Probing plasmon-induced surface reactions using two-dimensional correlation vibrational spectroscopy

Abstract

Surface plasmon resonance (SPR) has the ability to drive catalytic conversion of the reactant molecules via the production of hot electrons, which in general requires high activation energy. The reactions driven by these hot electrons are critical and essential in various heterogeneous surface catalytic reactions. However, there is a need to understand the dynamics of surface reactions and the underlying mechanism, which are influenced by several factors such as the constitution of the nanoparticle, exposure time, and reaction conditions to name a few. However, the effect of solvent in stabilizing the electron–hole pair, the orientation, and the surface coverage of the analyte are poorly understood due to the limitations of current methods. To get deeper insights into the reaction dynamics, we have demonstrated the combined utility of plasmon-enhanced Raman spectroscopy and Two-dimensional correlation spectroscopy (2DCOS) to study the plasmon-driven conversion of 4-nitrothiophenol on the surface of plasmonic nanoparticles. Interestingly, this combined technique provided us with previously unobservable results regarding surface catalysis by conventional spectroscopic analysis alone.
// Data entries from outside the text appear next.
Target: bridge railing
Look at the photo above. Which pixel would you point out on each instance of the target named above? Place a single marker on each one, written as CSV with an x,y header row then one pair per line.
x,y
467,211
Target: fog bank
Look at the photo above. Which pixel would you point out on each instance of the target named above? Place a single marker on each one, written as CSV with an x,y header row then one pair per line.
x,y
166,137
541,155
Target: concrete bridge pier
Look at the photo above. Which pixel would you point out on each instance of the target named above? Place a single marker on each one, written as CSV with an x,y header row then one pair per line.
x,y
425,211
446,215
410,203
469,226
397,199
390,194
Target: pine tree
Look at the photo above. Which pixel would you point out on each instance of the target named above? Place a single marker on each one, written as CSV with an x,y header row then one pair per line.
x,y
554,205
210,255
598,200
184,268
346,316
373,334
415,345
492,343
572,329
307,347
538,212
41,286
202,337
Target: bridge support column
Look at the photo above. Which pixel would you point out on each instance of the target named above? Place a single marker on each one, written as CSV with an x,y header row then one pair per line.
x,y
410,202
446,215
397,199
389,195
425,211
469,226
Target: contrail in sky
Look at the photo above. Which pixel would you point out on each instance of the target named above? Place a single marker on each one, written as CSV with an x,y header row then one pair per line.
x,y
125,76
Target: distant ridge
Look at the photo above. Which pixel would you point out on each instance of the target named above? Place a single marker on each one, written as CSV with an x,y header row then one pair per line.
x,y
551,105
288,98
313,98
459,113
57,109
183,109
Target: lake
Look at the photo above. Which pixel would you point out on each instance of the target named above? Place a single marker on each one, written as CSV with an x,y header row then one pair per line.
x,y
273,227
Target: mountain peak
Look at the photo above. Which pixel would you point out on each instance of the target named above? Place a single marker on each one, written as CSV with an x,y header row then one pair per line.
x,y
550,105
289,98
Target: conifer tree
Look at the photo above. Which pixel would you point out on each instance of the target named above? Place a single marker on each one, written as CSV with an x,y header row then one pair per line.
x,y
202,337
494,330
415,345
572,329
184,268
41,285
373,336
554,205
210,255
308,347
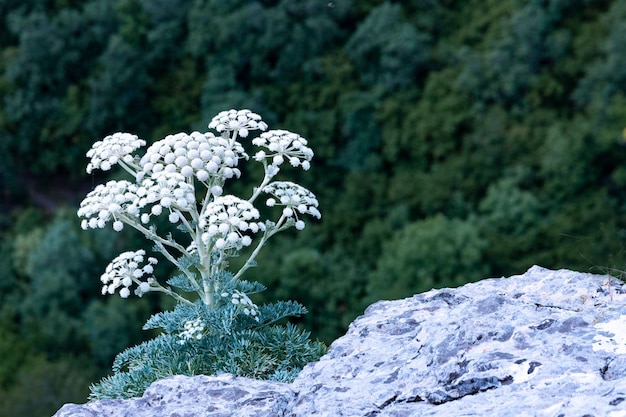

Specifically, for the first time, 2DCOS provided critical insights in bridging the gap in our understanding of the interplay of solvent effect, orientation, and surface packing of the analyte molecules. It was observed that certain species like 4,4-dimercaptoazobenzene (DMAB) or 4-aminothiophenol (4-ATP) can be selectively formed based on the ordered or disordered phases of the analytes on the surface, thus paving the way to precisely control light-driven reactions through operando spectroscopy.